Machinability improvement in micro milling AlN after laser chemical milling

Abstract

Processing microchannels inside laminated aluminum nitride high-temperature co-fired ceramics (AlN HTCC) packaging, a typical difficult-to-cut ceramic, can effectively solve the heat-dissipation problem of integrated chips used in smart skin. In order to improve the processing efficiency and quality of AlN, the machinability of AlN after laser chemical milling (LCM) was studied through the milling force, machined surface quality, surface defects, formation mechanism, and tool wear.
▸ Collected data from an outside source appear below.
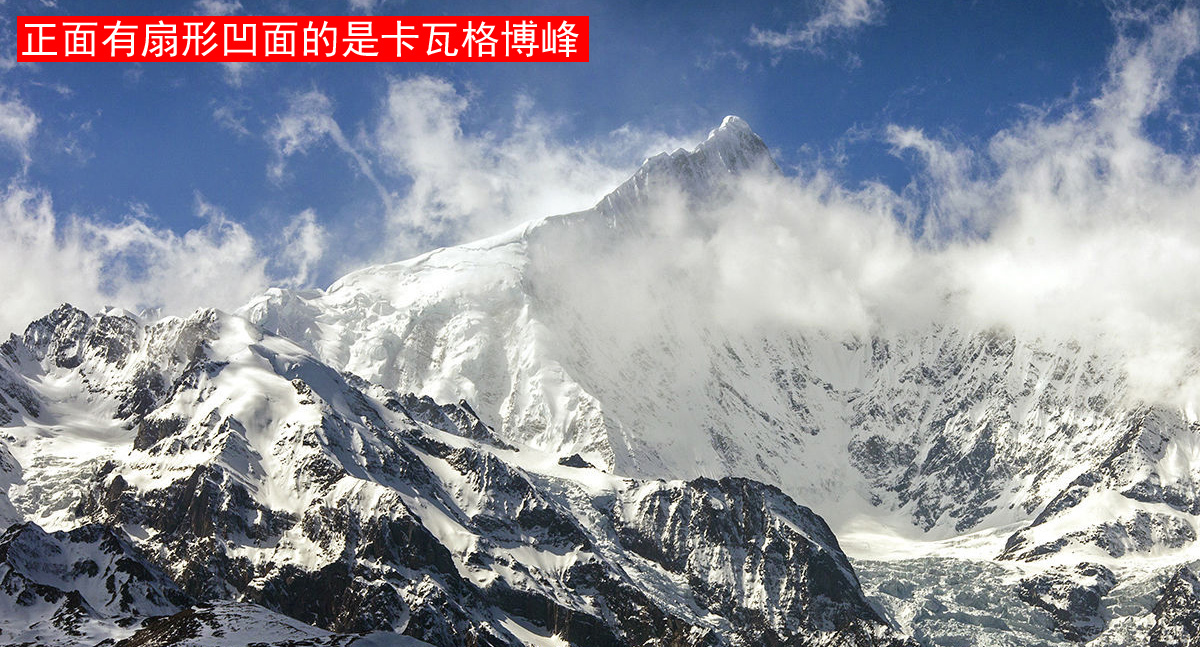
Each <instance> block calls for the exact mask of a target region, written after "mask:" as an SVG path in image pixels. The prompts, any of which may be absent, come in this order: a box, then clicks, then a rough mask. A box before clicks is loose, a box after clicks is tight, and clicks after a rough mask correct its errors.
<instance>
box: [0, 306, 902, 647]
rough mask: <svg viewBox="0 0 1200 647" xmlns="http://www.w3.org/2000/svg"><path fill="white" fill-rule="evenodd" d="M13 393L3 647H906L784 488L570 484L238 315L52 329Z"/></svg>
mask: <svg viewBox="0 0 1200 647" xmlns="http://www.w3.org/2000/svg"><path fill="white" fill-rule="evenodd" d="M0 375H2V376H4V379H5V381H7V383H10V384H19V385H22V389H19V390H17V393H19V395H20V399H19V401H18V400H16V399H14V400H13V401H8V400H6V402H7V405H6V407H7V409H6V412H7V415H8V421H7V423H6V424H5V426H4V430H2V431H4V436H2V437H0V449H2V451H4V454H2V456H5V457H6V461H7V462H8V463H12V465H16V466H18V467H19V469H18V468H12V469H10V471H8V472H7V473H8V478H10V484H8V485H7V487H6V490H5V493H6V496H7V498H8V499H10V502H11V508H12V509H13V511H14V513H16V514H17V515H19V516H20V519H22V520H23V522H22V523H16V525H13V526H12V527H11V528H10V529H8V532H7V533H6V534H4V535H0V642H6V643H11V642H12V641H30V642H34V643H42V645H71V643H79V642H85V643H95V642H97V641H100V640H101V639H104V637H112V639H114V640H121V641H122V642H121V645H127V646H134V645H146V646H149V645H166V643H170V645H175V643H184V645H197V646H199V645H214V643H220V640H216V639H221V637H224V639H226V640H229V641H245V642H247V643H248V642H256V643H257V642H260V641H271V642H275V643H277V645H281V646H282V645H294V643H300V642H304V641H307V642H304V643H311V645H330V646H332V645H364V646H366V645H420V643H431V645H436V646H439V647H452V646H458V645H486V646H494V647H498V646H518V645H564V643H566V642H570V643H575V645H594V646H611V647H620V646H634V645H671V643H688V645H710V646H751V645H763V643H785V642H788V641H791V642H790V643H796V645H845V646H859V645H863V646H865V645H894V646H898V647H899V646H901V645H907V643H906V642H905V640H904V639H902V637H899V636H898V635H896V634H894V633H893V631H892V629H890V628H889V624H888V623H887V621H884V618H883V617H882V616H881V615H880V612H878V611H877V610H876V609H875V607H874V606H871V605H870V604H869V603H868V601H866V599H865V598H864V597H863V594H862V589H860V588H859V583H858V579H857V576H856V575H854V571H853V569H852V568H851V565H850V562H848V559H847V558H846V556H845V555H844V553H842V552H841V549H840V547H839V545H838V541H836V539H835V538H834V535H833V533H832V532H830V531H829V528H828V526H826V523H824V522H823V521H822V520H821V519H820V517H818V516H817V515H815V514H814V513H812V511H810V510H809V509H808V508H804V507H802V505H798V504H797V503H794V502H793V501H792V499H791V498H788V497H787V496H786V495H784V493H782V492H780V491H779V490H778V489H775V487H772V486H768V485H763V484H760V483H756V481H750V480H746V479H734V478H726V479H721V480H708V479H695V480H690V481H683V480H672V481H659V480H655V481H642V480H634V479H623V478H618V477H614V475H611V474H608V473H605V472H602V471H600V469H596V468H592V467H568V466H563V465H559V456H557V455H553V454H545V453H540V451H538V450H535V449H533V448H528V447H518V445H514V444H506V443H503V442H500V441H499V439H497V438H494V436H493V433H492V431H491V430H490V429H488V427H486V426H485V425H482V423H481V421H480V420H479V418H478V417H476V415H475V414H474V412H473V409H472V407H470V406H469V405H468V403H466V402H460V403H458V405H438V403H436V402H434V401H433V400H431V399H428V397H424V399H422V397H416V396H413V395H401V394H397V393H396V391H392V390H389V389H384V388H382V387H379V385H376V384H371V383H368V382H366V381H364V379H361V378H359V377H356V376H353V375H350V373H341V372H338V371H335V370H332V369H330V367H329V366H326V365H325V364H323V363H320V361H319V360H318V359H316V358H314V357H312V355H311V354H310V353H307V352H306V351H304V349H302V348H300V347H299V346H296V345H295V343H293V342H290V341H288V340H284V339H282V337H277V336H274V335H270V334H266V333H263V331H262V330H260V329H259V328H257V327H254V325H253V324H251V323H250V322H247V320H245V319H242V318H239V317H234V316H228V314H223V313H220V312H216V311H200V312H197V313H196V314H193V316H191V317H188V318H167V319H162V320H158V322H152V323H143V322H140V320H138V319H137V318H134V317H132V316H128V314H125V313H119V312H109V313H103V314H98V316H95V317H92V316H89V314H86V313H84V312H80V311H78V310H74V308H72V307H71V306H62V307H60V308H58V310H56V311H54V312H53V313H50V314H49V316H47V317H44V318H42V319H40V320H37V322H35V323H32V324H30V327H29V328H28V329H26V331H25V334H24V335H23V336H22V337H17V336H13V337H12V339H10V340H8V341H7V342H5V343H4V345H2V346H0ZM221 601H239V603H244V604H241V605H233V606H230V605H227V604H217V605H216V606H212V604H214V603H221ZM150 616H166V617H164V618H162V619H155V621H152V622H148V618H149V617H150ZM368 633H379V634H376V635H371V636H364V637H360V639H355V637H354V636H352V635H349V634H368ZM396 634H403V635H404V636H408V637H409V639H414V640H418V641H424V642H414V640H401V639H400V637H398V636H396ZM352 640H356V642H350V641H352ZM288 641H292V642H288Z"/></svg>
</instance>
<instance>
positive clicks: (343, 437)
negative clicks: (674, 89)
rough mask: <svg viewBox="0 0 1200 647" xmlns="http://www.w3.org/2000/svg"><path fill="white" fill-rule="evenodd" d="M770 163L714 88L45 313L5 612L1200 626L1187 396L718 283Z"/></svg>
mask: <svg viewBox="0 0 1200 647" xmlns="http://www.w3.org/2000/svg"><path fill="white" fill-rule="evenodd" d="M781 180H782V175H781V173H780V172H779V169H778V167H776V166H775V163H774V162H773V161H772V157H770V154H769V150H768V149H767V146H766V145H764V144H763V142H762V140H761V139H760V138H758V137H757V136H756V134H755V133H754V132H752V131H751V130H750V127H749V126H748V125H746V124H745V122H744V121H742V120H740V119H737V118H727V119H726V120H725V121H724V122H722V124H721V126H720V127H718V128H716V130H714V131H713V132H712V133H710V134H709V137H708V138H707V139H706V140H704V142H702V143H701V144H700V145H698V146H696V148H695V149H694V150H690V151H689V150H678V151H674V152H671V154H664V155H659V156H655V157H653V158H650V160H648V161H647V162H646V163H644V164H643V166H642V168H641V169H640V170H638V172H637V173H636V174H635V175H634V176H632V178H631V179H630V180H629V181H626V182H625V184H623V185H622V186H619V187H618V188H617V190H616V191H613V192H612V193H611V194H610V196H607V197H606V198H604V199H602V200H600V203H598V204H596V205H595V206H594V208H593V209H589V210H584V211H580V212H575V214H568V215H562V216H552V217H547V218H544V220H540V221H535V222H532V223H529V224H526V226H522V227H518V228H516V229H514V230H511V232H508V233H504V234H500V235H497V236H494V238H491V239H486V240H481V241H478V242H474V244H469V245H462V246H457V247H450V248H443V250H437V251H434V252H430V253H427V254H424V256H420V257H418V258H414V259H410V260H404V262H400V263H394V264H388V265H378V266H372V268H366V269H362V270H359V271H355V272H352V274H349V275H347V276H344V277H343V278H341V280H340V281H337V282H336V283H334V284H332V286H331V287H330V288H329V289H326V290H288V289H271V290H269V292H268V293H266V294H264V295H262V296H260V298H258V299H254V300H253V301H252V302H250V304H247V305H246V306H245V307H244V308H241V310H240V311H239V312H236V313H234V314H224V313H220V312H216V311H202V312H197V313H194V314H192V316H190V317H187V318H178V317H170V318H166V319H161V320H143V319H140V318H139V317H137V316H133V314H130V313H127V312H122V311H115V310H114V311H108V312H104V313H100V314H95V316H91V314H88V313H84V312H80V311H78V310H74V308H72V307H70V306H64V307H61V308H59V310H56V311H55V312H53V313H50V314H48V316H47V317H44V318H42V319H40V320H37V322H34V323H32V324H30V327H29V328H28V329H26V330H25V333H24V335H22V336H14V337H13V339H11V340H10V341H8V342H7V343H5V345H2V346H0V523H4V525H8V523H11V525H12V526H11V527H10V529H8V532H7V534H5V535H4V537H2V538H0V605H5V604H7V605H10V606H11V609H17V607H18V606H19V607H20V613H19V615H17V613H16V612H13V615H11V616H10V617H12V618H20V619H16V621H0V642H18V641H34V642H53V643H62V645H73V643H95V642H98V641H101V640H104V639H110V640H112V641H114V642H115V641H121V642H116V643H119V645H167V643H172V645H173V643H188V645H197V646H199V645H215V643H220V640H221V639H222V636H242V637H238V639H235V637H229V639H228V640H244V641H245V642H247V643H248V642H259V641H269V640H276V639H275V637H271V636H272V635H274V636H277V637H278V640H276V642H278V643H280V645H282V643H287V641H305V642H306V643H313V645H348V643H352V641H356V642H353V643H354V645H361V646H367V645H374V643H377V642H378V641H385V640H392V639H395V636H396V633H397V631H400V633H402V634H403V635H404V636H407V637H406V639H404V641H407V642H402V643H413V642H412V641H421V642H425V643H431V645H439V646H442V645H462V643H475V645H564V643H571V645H584V643H598V645H613V646H617V645H664V646H665V645H763V643H768V645H785V643H786V645H911V643H912V642H911V641H910V639H907V637H905V636H906V635H911V636H912V637H913V639H916V641H917V642H918V643H920V645H931V646H934V645H936V646H942V645H946V646H950V645H1014V646H1016V645H1021V646H1026V645H1062V643H1072V642H1084V641H1090V643H1091V645H1114V646H1116V645H1133V643H1145V642H1153V643H1154V645H1163V646H1166V645H1188V643H1189V641H1192V640H1193V639H1194V637H1195V633H1196V629H1195V628H1196V627H1198V624H1196V618H1195V613H1194V612H1193V611H1194V610H1193V609H1192V607H1193V606H1194V601H1195V599H1196V587H1195V576H1194V573H1195V569H1196V568H1198V559H1200V549H1198V546H1196V543H1195V539H1196V528H1198V521H1200V517H1198V515H1200V491H1198V484H1200V468H1198V466H1200V455H1198V453H1200V443H1198V432H1200V427H1198V423H1196V420H1195V415H1194V413H1193V412H1192V409H1190V408H1189V407H1181V406H1172V405H1164V403H1160V402H1154V401H1148V400H1144V399H1142V397H1140V396H1139V395H1138V394H1139V391H1136V390H1135V389H1134V388H1133V387H1130V384H1129V382H1130V379H1129V376H1128V375H1127V369H1126V367H1127V363H1126V361H1124V359H1126V358H1123V357H1121V355H1120V353H1116V352H1114V351H1111V349H1109V348H1106V347H1099V346H1092V345H1090V343H1087V342H1085V341H1082V340H1075V339H1055V337H1046V336H1042V335H1038V334H1031V333H1028V331H1021V330H1007V329H997V328H979V327H970V325H965V324H961V323H958V322H956V320H953V319H946V320H938V322H935V323H930V324H928V325H907V327H899V328H892V327H887V325H876V327H870V328H866V329H856V328H854V327H846V328H844V329H841V331H835V330H832V329H829V328H823V327H821V325H797V324H794V322H793V320H791V319H785V320H778V319H772V318H766V319H760V320H755V322H752V323H751V324H745V323H744V322H739V320H737V319H738V317H736V316H734V317H732V319H733V320H731V317H728V316H725V314H727V312H726V313H725V314H722V312H714V310H713V308H712V302H713V301H714V300H727V298H728V294H724V293H722V294H716V293H715V292H714V289H716V288H714V287H713V286H714V284H718V283H720V281H721V274H722V272H724V271H727V270H728V268H720V266H715V268H714V266H713V265H712V264H706V263H703V262H697V259H703V258H706V253H708V251H710V250H712V248H713V247H712V242H713V241H714V240H718V239H721V238H722V236H727V235H728V234H730V229H728V217H730V214H728V212H727V211H728V210H730V209H732V208H733V206H731V205H740V204H743V203H739V202H734V197H736V196H738V194H739V192H742V191H745V190H746V186H748V185H749V186H750V187H751V188H752V187H754V186H764V185H769V184H770V182H775V181H781ZM754 182H758V185H755V184H754ZM733 215H734V216H737V214H733ZM829 224H830V226H834V227H835V226H836V224H838V223H829ZM764 262H769V259H764ZM818 278H820V277H818ZM751 296H752V295H751ZM751 300H752V299H751ZM732 302H733V304H734V305H733V306H732V310H731V308H730V306H728V305H726V307H725V310H726V311H731V312H733V313H734V314H737V313H738V312H739V310H738V307H749V306H748V304H749V302H750V301H746V300H744V299H743V300H738V299H734V300H733V301H732ZM804 306H805V304H800V307H804ZM660 479H661V480H660ZM800 504H804V505H800ZM805 505H810V507H811V509H809V508H805ZM826 520H828V521H829V526H827V525H826ZM830 527H832V528H833V529H830ZM835 535H836V537H835ZM844 546H845V549H846V552H845V553H844V552H842V547H844ZM846 553H848V555H850V557H848V558H847V556H846ZM852 559H853V561H852ZM122 564H125V565H124V567H122ZM131 564H139V565H140V568H134V567H132V565H131ZM134 571H136V573H134ZM76 582H78V585H77V583H76ZM331 591H336V592H338V594H337V595H330V594H329V592H331ZM5 595H8V597H7V598H5ZM0 609H7V607H2V606H0ZM151 616H155V617H156V618H155V619H148V618H150V617H151ZM272 633H274V634H272ZM264 636H265V637H264ZM397 640H398V639H397ZM378 643H383V642H378Z"/></svg>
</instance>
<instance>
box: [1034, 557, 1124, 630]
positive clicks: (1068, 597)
mask: <svg viewBox="0 0 1200 647" xmlns="http://www.w3.org/2000/svg"><path fill="white" fill-rule="evenodd" d="M1116 583H1117V579H1116V575H1114V574H1112V571H1111V570H1109V569H1108V568H1105V567H1102V565H1099V564H1088V563H1086V562H1085V563H1080V564H1076V565H1075V567H1069V568H1067V567H1056V568H1054V569H1051V570H1048V571H1046V573H1042V574H1039V575H1034V576H1032V577H1026V579H1024V580H1021V582H1020V583H1019V585H1018V587H1016V595H1018V598H1020V599H1021V600H1022V601H1025V603H1027V604H1030V605H1033V606H1036V607H1038V609H1042V610H1044V611H1046V612H1048V613H1049V615H1050V618H1051V621H1052V622H1054V628H1055V630H1056V631H1058V633H1060V634H1061V635H1062V636H1063V637H1066V639H1067V640H1069V641H1072V642H1087V641H1088V640H1091V639H1093V637H1096V636H1097V635H1099V634H1100V631H1103V630H1104V625H1105V624H1106V618H1105V615H1104V611H1103V601H1102V600H1103V598H1104V597H1105V595H1108V594H1109V592H1110V591H1112V587H1115V586H1116Z"/></svg>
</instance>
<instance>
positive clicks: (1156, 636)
mask: <svg viewBox="0 0 1200 647" xmlns="http://www.w3.org/2000/svg"><path fill="white" fill-rule="evenodd" d="M1195 645H1200V580H1198V579H1196V576H1195V573H1193V571H1192V569H1189V568H1187V567H1181V568H1180V569H1178V570H1177V571H1176V573H1175V575H1174V576H1172V577H1171V579H1170V580H1169V581H1168V582H1166V586H1165V587H1163V597H1162V598H1160V599H1159V600H1158V604H1157V605H1154V628H1153V629H1152V630H1151V633H1150V647H1193V646H1195Z"/></svg>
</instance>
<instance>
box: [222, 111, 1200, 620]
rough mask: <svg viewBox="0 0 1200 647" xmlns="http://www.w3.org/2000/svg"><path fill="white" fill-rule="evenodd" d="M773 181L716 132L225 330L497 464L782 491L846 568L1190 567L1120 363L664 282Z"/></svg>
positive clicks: (1185, 521) (1181, 488) (725, 128)
mask: <svg viewBox="0 0 1200 647" xmlns="http://www.w3.org/2000/svg"><path fill="white" fill-rule="evenodd" d="M776 175H778V168H776V167H775V166H774V162H773V161H772V158H770V155H769V151H768V149H767V146H766V145H763V143H762V142H761V140H760V139H758V137H757V136H755V134H754V132H752V131H751V130H750V128H749V126H748V125H746V124H745V122H744V121H742V120H740V119H737V118H727V119H726V120H725V121H724V122H722V124H721V126H720V127H719V128H716V130H714V131H713V132H712V133H710V134H709V137H708V139H707V140H704V142H702V143H701V144H700V145H698V146H697V148H696V149H694V150H691V151H685V150H679V151H676V152H672V154H670V155H659V156H656V157H654V158H650V160H648V161H647V162H646V164H644V166H643V167H642V168H641V169H640V170H638V172H637V173H636V174H635V175H634V176H632V178H631V179H630V180H629V181H626V182H625V184H623V185H622V186H620V187H618V188H617V190H616V191H613V193H612V194H610V196H608V197H606V198H605V199H602V200H601V202H600V203H599V204H598V205H596V206H595V208H593V209H589V210H586V211H581V212H576V214H569V215H563V216H554V217H548V218H544V220H541V221H535V222H532V223H529V224H527V226H523V227H520V228H517V229H514V230H511V232H508V233H505V234H502V235H498V236H494V238H491V239H487V240H481V241H478V242H475V244H469V245H463V246H458V247H450V248H444V250H438V251H434V252H431V253H427V254H424V256H421V257H418V258H414V259H410V260H406V262H401V263H394V264H389V265H379V266H372V268H366V269H362V270H359V271H355V272H353V274H350V275H348V276H346V277H343V278H342V280H340V281H337V282H336V283H334V284H332V286H331V287H330V288H329V289H328V290H307V292H292V290H282V289H274V290H270V292H268V293H266V294H264V295H263V296H262V298H259V299H256V300H253V301H252V302H251V304H248V305H247V306H245V307H244V308H242V310H241V311H240V312H241V313H242V314H244V316H245V317H247V318H248V319H250V320H252V322H254V323H257V324H259V325H262V327H264V328H265V329H268V330H270V331H274V333H277V334H280V335H283V336H287V337H289V339H293V340H295V341H296V342H298V343H300V345H302V346H304V347H305V348H307V349H310V351H312V352H313V353H314V354H316V355H317V357H319V358H322V359H323V360H324V361H326V363H329V364H330V365H332V366H336V367H338V369H342V370H347V371H350V372H353V373H355V375H359V376H362V377H364V378H366V379H370V381H372V382H376V383H379V384H382V385H384V387H386V388H390V389H395V390H398V391H413V393H416V394H425V395H430V396H432V397H433V399H436V400H438V401H456V400H458V399H462V397H464V399H467V400H469V401H470V402H473V405H474V406H475V411H476V412H478V413H479V415H480V418H481V419H482V420H484V421H486V423H487V424H491V425H494V426H496V432H497V436H498V437H499V439H500V441H502V442H506V443H515V444H522V445H530V447H535V448H538V449H540V450H542V451H547V453H551V454H558V455H563V456H566V455H571V454H576V453H578V454H581V455H582V456H583V457H584V459H587V460H588V461H590V462H592V463H595V465H600V466H604V467H605V468H606V469H610V471H612V472H616V473H620V474H629V475H635V477H643V478H680V479H691V478H696V477H724V475H737V477H746V478H752V479H756V480H761V481H763V483H768V484H772V485H775V486H779V487H780V489H781V490H782V491H784V492H786V493H787V495H790V496H792V497H793V498H797V499H799V501H804V502H805V503H808V504H810V505H812V507H814V509H816V510H817V511H818V513H821V514H822V516H824V517H827V519H828V520H829V521H830V523H832V525H833V527H834V529H835V531H836V532H838V533H839V537H841V539H842V541H844V544H846V545H847V546H848V550H850V551H851V552H852V555H856V557H860V558H864V559H893V558H902V559H914V558H922V557H923V556H943V555H954V556H955V557H960V558H970V559H976V561H980V559H982V561H991V559H996V558H1000V559H1001V567H1000V568H1002V569H1007V571H1008V573H1009V575H1010V579H1012V580H1013V586H1014V587H1015V582H1018V581H1020V580H1021V579H1022V577H1025V571H1026V570H1028V569H1032V570H1033V571H1037V573H1044V571H1046V569H1050V570H1054V569H1068V570H1069V569H1070V568H1074V567H1075V564H1076V563H1079V562H1081V561H1087V562H1090V563H1094V564H1097V567H1098V568H1110V567H1114V565H1116V564H1117V563H1120V564H1122V565H1123V567H1122V568H1123V569H1129V568H1133V569H1135V570H1136V569H1140V570H1139V573H1144V574H1162V573H1165V570H1164V569H1172V568H1175V567H1174V565H1175V564H1178V563H1183V562H1186V561H1189V559H1194V558H1195V557H1196V556H1198V547H1196V545H1195V538H1196V527H1198V522H1200V517H1198V514H1200V507H1198V503H1196V502H1198V501H1200V491H1198V484H1200V455H1198V454H1196V451H1198V448H1200V445H1198V444H1196V438H1198V432H1200V427H1198V425H1196V420H1195V417H1194V415H1193V414H1192V413H1189V411H1188V409H1187V408H1174V407H1165V406H1162V405H1157V403H1153V402H1147V401H1142V400H1140V399H1139V397H1138V396H1136V394H1135V393H1134V390H1133V389H1132V387H1130V385H1129V383H1128V382H1129V377H1128V376H1127V373H1126V366H1127V361H1126V358H1123V357H1121V355H1120V353H1116V352H1114V351H1111V349H1108V348H1106V347H1100V346H1096V345H1092V343H1090V342H1086V341H1084V340H1075V339H1052V337H1044V336H1042V335H1039V334H1034V333H1028V331H1021V330H1004V329H991V328H971V327H968V325H965V324H956V323H954V320H943V322H938V323H934V324H930V325H916V327H913V325H910V327H908V328H902V329H892V328H887V327H875V328H872V329H870V330H859V331H857V333H832V331H829V329H828V328H822V327H817V325H814V327H798V325H780V324H778V322H776V323H775V324H772V323H770V322H768V323H767V324H763V325H752V327H743V325H737V324H733V325H731V324H730V322H728V317H725V318H722V317H720V316H714V314H713V312H710V310H709V305H710V304H709V302H708V301H710V300H712V296H713V294H712V293H710V292H706V289H707V284H708V283H709V282H710V281H713V280H714V277H713V276H709V275H706V274H703V272H701V274H698V275H697V274H696V272H691V274H689V270H694V269H695V268H696V265H695V264H692V265H686V264H684V263H683V262H680V263H678V264H677V263H674V262H673V260H672V259H671V258H673V257H676V256H678V257H679V258H684V257H688V254H696V253H704V250H707V248H708V247H707V246H706V245H707V244H708V242H710V241H712V240H713V238H714V236H718V235H726V234H725V233H721V232H719V230H718V229H719V223H718V222H715V221H714V217H715V216H713V214H714V212H719V211H720V209H721V205H725V204H727V198H728V197H730V196H731V194H733V193H734V192H736V191H737V190H738V186H739V184H738V182H746V181H757V182H769V181H772V178H773V176H776ZM680 232H683V234H680ZM680 241H683V244H684V245H680V246H676V247H671V246H667V245H665V242H671V244H679V242H680ZM691 244H695V246H694V247H689V246H688V245H691ZM697 250H698V251H697ZM664 256H666V257H667V259H666V260H659V262H649V263H648V262H646V258H647V257H664ZM1006 562H1016V563H1018V564H1009V565H1003V564H1004V563H1006ZM1025 563H1036V564H1033V565H1025ZM1123 569H1117V570H1118V579H1120V577H1121V576H1123V575H1122V574H1124V573H1126V570H1123ZM1147 576H1148V575H1147ZM1154 576H1156V577H1158V576H1159V575H1154ZM918 585H919V582H918ZM1006 586H1007V585H1006ZM1030 586H1032V585H1030ZM1033 588H1037V587H1033ZM1060 588H1061V587H1060ZM1068 588H1069V587H1068ZM1051 589H1052V592H1055V591H1058V588H1054V587H1050V589H1048V591H1051ZM1030 591H1032V589H1030ZM1063 591H1066V589H1063ZM1118 591H1120V585H1118ZM1008 592H1009V594H1015V593H1014V592H1015V588H1012V587H1010V588H1009V589H1008ZM1026 598H1028V600H1034V599H1036V598H1037V597H1036V595H1034V594H1033V593H1028V594H1027V595H1026ZM1102 598H1103V595H1102ZM1037 599H1040V598H1037ZM1031 604H1032V601H1031ZM1045 604H1048V605H1049V604H1051V603H1045ZM1076 619H1079V622H1085V623H1086V622H1090V621H1086V618H1076ZM1070 622H1075V621H1074V619H1073V621H1070ZM1068 624H1069V623H1068ZM1102 624H1103V623H1102ZM1064 627H1067V625H1066V624H1063V625H1062V627H1061V628H1060V629H1062V630H1060V633H1058V635H1063V633H1062V631H1063V630H1067V629H1063V628H1064ZM1080 627H1082V625H1080ZM1088 630H1090V629H1088ZM1067 631H1069V630H1067ZM1088 635H1091V634H1088Z"/></svg>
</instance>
This study established a milling force model that can predict the milling forces of AlN and analyses the reasons for the improvements in the milling force based on experimental data and predicted data. The results from the model and experiments demonstrated that the milling force of the laser chemical milling assisted micro milling (LCAMM) decreased by 85%–90% and 85%–95%, respectively, due to the amount of removal of a single edge was more uniform and the actual inclination angle increased during the cutting process in LCAMM. Moreover, the machined surface quality improved by 65%–76% after LCM because of less tool wear, fewer downward-propagating cracks generated during each feed, and the surface removal mode transformed from intergranular fracture to transgranular fracture, which effectively reducing tool wear and improving tool life. Finally, when feed per tooth and depth of cut were 0.4 μm/z and 5 μm, the optimal machined surface quality was obtained, with a roughness of 64.6 nm Therefore, milling after LCM can improve the machinability of AlN and providing a feasibility for the high-quality and efficient machining of microchannels.